A/B Testing Merchant Mix to Lift EPC—Without Bias

When a “winning” product discovery quietly lost revenue

On a comparison site handling 1.7M monthly clicks, a test “won” with +14% EPC in week one. Celebrate? Not quite. By week three, net revenue per session was flat and refunds doubled for two top merchants. The mix skewed traffic toward high-payout categories with longer refund windows, inflating short-term EPC while masking clawbacks and delayed approvals. We re-ran the experiment with stratified randomization by intent, device, and category, plus a 28‑day outcome window. The true lift: +3.1% EPC, +2.4% net revenue per session, stable refund rate. That’s the difference between juiced metrics and real improvement. If you’re testing merchant mix, design for unbiased exposure and pay‑out latency—or you’ll optimize for the wrong thing.

What’s broken: bias that creeps into merchant‑mix tests

Most merchant‑mix tests tilt the table without meaning to. Common bias sources: (1) Last‑click attribution shifts traffic toward merchants with aggressive retargeting, overstating their incremental value; (2) Category mix drift—sending more deal‑hungry users to high‑payout categories inflates EPC while depressing customer service long‑term; (3) affiliate revenue and clawbacks—short windows favor merchants with instant approval cycles; (4) SERP position effects—top‑of‑page blocks get more undecided users and lower conversion intent, under‑rating otherwise strong merchants; (5) Cookie loss and device switching—mobile web to app handoffs bury conversions in walled gardens. Baymard’s research on comparison friction shows small UX deltas shift intent mix meaningfully, especially on mobile (Baymard). McKinsey and Google UX research both note that convenience and perceived value drive conversion more than headline discount rates—so if your exposure skews convenience, your EPC can look better absent true incrementality (McKinsey; Google UX Research).

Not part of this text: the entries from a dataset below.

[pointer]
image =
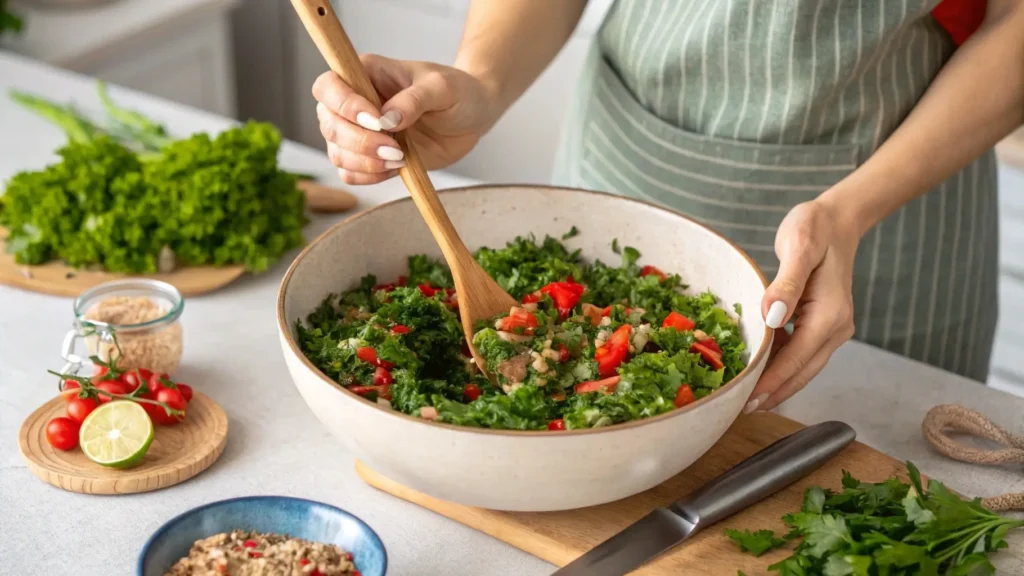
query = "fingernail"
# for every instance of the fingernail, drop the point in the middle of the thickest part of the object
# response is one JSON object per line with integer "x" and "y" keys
{"x": 754, "y": 404}
{"x": 389, "y": 153}
{"x": 390, "y": 119}
{"x": 776, "y": 314}
{"x": 368, "y": 121}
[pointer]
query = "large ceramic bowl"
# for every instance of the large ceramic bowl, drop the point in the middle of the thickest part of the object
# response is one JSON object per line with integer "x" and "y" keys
{"x": 281, "y": 515}
{"x": 523, "y": 470}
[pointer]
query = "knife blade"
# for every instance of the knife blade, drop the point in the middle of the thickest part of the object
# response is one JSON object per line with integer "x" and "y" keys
{"x": 774, "y": 467}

Diagram of bias sources affecting merchant-mix EPC tests.

How unbiased merchant‑mix experiments work

Design the unit of randomization around exposure, not just clicks. For list pages, randomize the merchant ordering within equivalence classes (e.g., same category and stock state) so each qualified session sees a balanced set. Use stratified randomization across device, traffic source, intent score, and geography to fight sample imbalance. Add a small, persistent control (5–10% holdout) that mirrors your current mix. Consider a two‑stage design: week 1 A/A to validate instrumentation and sample ratio, then A/B or multi‑armed bandit with constraints (minimum exposure per merchant, ceiling on any single merchant). Track both short and long windows: 1‑day proxy KPIs (click‑through, add‑to‑cart) and 28‑day net revenue including approvals and refunds. For analysis, pre‑register guardrails: minimum detectable effect (MDE), CUPED or reweighting to reduce variance, and Bayesian credible intervals to avoid over‑reacting to early noise. When merchants operate loyalty or retargeting programs, shadow attribution with UTMs plus post‑back validation to estimate incrementality.

Architecture diagram of stratified randomization and logging for merchant-mix tests.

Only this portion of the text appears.